PENARIBedhaya Ketawang dalam tradisi istana Jawa selalu dipilih dari para abdi bedhaya yang terbaik dan masih perawan. Keperawanan dalam ritual-ritual kraton merupakan suatu simbol kesucian. Bedhaya Ketawang sendiri merupakan tarian sakral yang khusus dipagelarkan pada hari jumeneng dan peringatan jumenengan raja Kasunanan Surakarta. Kostum para penari bedhaya ini merupakan kostum lengkap paes ageng yang dikenakan para pengantin putri raja sesuai dengan budaya kraton.

Dalam fungsi dan tingkat kesakralan, Bedhaya Ketawang terbilang “bersaudara kembar” dengan Bedhaya Semang di Kasultanan Yogyakarta. Hanya saja, jika Bedhaya Ketawang ditarikan sembilan penari perempuan, maka Bedhaya Semang ditarikan oleh 9 penari laki-laki. Bedhaya Semang adalah ciptaan Sultan Hamengkubuwana I sebagai salinan dari  Bedhaya Ketawang. Ini merupakan dampak dari Perjanjian Giyanti pada 1755 yang membagi dua  Mataram menjadi Surakarta dan Yogyakarta.

Induk Semua Tari
Dalam masyarakat Jawa, Bedhaya Ketawang dianggap sebagai tari sakral pusaka kraton yang menjadi induk bagi tari-tari bedhaya selanjutnya, bahkan tari-tarian lainya, sejak era Mataram Islam sampai dengan sekarang.

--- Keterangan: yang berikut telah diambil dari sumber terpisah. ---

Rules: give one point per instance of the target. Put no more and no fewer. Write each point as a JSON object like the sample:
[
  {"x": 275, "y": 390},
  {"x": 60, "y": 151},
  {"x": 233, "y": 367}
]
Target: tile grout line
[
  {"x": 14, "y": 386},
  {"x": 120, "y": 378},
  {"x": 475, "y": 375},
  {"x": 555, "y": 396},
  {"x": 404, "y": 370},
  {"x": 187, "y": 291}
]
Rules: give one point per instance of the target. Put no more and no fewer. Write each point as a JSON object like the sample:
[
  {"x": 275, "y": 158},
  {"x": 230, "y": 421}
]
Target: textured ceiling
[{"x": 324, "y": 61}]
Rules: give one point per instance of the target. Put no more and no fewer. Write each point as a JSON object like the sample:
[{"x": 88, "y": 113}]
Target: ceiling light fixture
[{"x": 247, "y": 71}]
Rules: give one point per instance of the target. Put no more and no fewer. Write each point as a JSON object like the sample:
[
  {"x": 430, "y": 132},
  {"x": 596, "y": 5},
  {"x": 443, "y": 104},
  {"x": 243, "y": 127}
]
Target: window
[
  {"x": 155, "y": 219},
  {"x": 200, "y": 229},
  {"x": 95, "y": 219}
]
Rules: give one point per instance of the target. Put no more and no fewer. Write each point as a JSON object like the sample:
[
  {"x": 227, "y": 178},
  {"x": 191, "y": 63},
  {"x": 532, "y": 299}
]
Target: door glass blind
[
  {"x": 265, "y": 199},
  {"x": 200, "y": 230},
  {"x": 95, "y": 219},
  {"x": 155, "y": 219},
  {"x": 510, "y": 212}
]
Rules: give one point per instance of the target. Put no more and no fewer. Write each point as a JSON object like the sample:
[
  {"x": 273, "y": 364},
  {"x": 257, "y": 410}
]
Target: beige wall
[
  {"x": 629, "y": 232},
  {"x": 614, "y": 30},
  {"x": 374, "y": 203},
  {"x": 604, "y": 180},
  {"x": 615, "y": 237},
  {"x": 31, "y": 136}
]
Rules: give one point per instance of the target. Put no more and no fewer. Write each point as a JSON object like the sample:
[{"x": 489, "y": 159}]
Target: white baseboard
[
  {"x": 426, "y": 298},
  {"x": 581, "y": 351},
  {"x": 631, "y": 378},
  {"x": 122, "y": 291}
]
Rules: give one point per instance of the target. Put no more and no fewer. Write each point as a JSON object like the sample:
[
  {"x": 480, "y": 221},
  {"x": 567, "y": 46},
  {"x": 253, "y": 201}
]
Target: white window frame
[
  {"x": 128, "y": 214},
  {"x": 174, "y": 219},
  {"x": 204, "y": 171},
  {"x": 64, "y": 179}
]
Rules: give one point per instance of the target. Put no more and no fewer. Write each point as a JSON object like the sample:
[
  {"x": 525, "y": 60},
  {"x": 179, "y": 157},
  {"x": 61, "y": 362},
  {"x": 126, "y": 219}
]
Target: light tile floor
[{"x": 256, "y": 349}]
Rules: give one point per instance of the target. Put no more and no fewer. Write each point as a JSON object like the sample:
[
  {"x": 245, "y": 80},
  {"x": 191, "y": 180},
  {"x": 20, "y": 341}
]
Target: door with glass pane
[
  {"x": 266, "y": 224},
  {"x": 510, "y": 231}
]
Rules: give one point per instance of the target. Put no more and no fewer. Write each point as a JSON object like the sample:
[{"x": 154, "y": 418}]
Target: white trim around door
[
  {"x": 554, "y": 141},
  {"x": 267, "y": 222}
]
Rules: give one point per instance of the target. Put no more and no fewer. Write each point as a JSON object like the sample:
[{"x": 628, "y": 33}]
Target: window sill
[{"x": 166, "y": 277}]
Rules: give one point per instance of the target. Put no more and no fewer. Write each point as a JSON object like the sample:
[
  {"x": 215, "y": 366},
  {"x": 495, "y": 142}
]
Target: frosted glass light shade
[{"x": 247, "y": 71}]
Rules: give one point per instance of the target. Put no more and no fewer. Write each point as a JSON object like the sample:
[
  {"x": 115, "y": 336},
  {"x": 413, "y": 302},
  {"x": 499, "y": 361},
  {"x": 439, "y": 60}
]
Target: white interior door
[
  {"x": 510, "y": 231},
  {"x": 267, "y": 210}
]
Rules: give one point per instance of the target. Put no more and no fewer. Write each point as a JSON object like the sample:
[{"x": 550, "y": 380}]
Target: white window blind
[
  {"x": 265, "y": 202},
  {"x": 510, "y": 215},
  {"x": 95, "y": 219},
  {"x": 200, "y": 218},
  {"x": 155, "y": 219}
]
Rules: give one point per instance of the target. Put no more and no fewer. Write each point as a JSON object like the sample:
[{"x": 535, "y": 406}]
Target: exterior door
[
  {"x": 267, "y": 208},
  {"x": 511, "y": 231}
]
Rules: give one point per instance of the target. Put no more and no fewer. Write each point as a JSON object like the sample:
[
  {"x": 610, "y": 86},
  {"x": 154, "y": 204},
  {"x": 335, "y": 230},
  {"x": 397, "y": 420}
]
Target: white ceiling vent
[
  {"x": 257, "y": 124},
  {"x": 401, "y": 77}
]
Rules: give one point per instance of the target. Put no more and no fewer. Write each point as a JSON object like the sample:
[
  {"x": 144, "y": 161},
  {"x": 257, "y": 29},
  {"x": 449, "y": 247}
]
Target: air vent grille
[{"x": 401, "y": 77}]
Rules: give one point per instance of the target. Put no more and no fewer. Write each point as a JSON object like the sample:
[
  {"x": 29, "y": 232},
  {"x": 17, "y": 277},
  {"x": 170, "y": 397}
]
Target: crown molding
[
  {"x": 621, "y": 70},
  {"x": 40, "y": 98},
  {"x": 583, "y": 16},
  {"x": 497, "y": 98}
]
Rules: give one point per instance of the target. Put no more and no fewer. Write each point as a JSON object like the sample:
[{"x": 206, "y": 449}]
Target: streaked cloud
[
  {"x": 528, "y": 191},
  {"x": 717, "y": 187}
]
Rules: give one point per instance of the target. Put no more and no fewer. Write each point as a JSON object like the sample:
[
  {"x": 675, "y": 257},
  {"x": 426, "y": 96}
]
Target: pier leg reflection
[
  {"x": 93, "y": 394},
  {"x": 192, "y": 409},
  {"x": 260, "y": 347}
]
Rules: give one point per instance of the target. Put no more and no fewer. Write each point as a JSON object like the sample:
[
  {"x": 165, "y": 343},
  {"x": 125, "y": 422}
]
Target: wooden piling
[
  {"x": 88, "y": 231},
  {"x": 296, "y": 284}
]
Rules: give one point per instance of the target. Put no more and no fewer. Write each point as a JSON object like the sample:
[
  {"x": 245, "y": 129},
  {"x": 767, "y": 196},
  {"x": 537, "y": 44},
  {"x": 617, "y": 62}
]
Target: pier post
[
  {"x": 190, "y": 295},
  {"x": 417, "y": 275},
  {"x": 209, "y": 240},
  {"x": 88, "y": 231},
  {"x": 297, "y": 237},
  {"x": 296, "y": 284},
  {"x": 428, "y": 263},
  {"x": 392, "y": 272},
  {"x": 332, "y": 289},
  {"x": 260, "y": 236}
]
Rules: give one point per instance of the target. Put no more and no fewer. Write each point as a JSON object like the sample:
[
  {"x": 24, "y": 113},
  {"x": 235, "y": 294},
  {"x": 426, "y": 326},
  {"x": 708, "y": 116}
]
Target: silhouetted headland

Bedhaya Ketawang melambangkan perlindungan Gusti Kanjeng Ratu Kidul, penguasa Laut Selatan, kepada Kerajaan Mataram. Pasalnya, secara turun temurun berkembang suatu keyakinan bahwa Bedhaya Ketawang adalah tari yang diciptakan oleh Gusti Kanjeng Ratu Kidul, sang penguasa Laut Selatan. Panembahan Senopati, raja pertama Mataram Islam, konon belajar tentang tata gerak Bedhaya Ketawang langsung kepada Ratu Kidul dalam pertemuan keduanya di Istana Ratu Kidul di Laut Selatan. Setelah itu, Ratu Kidul konon hadir ke Kraton Mataram setiap hari selama tiga bulan penuh untuk melatih para abdi bedhaya. Selanjutnya, dipercaya juga bahwa Ratu Kidul selalu hadir pada setiap Selasa Kliwon untuk melihat penampilan karya tari ciptaannya. Selasa Kliwon selanjutnya dikenal dengan nama anggara kasih, hari sakral pertemuan antara raja Mataram dengan GKR Kidul.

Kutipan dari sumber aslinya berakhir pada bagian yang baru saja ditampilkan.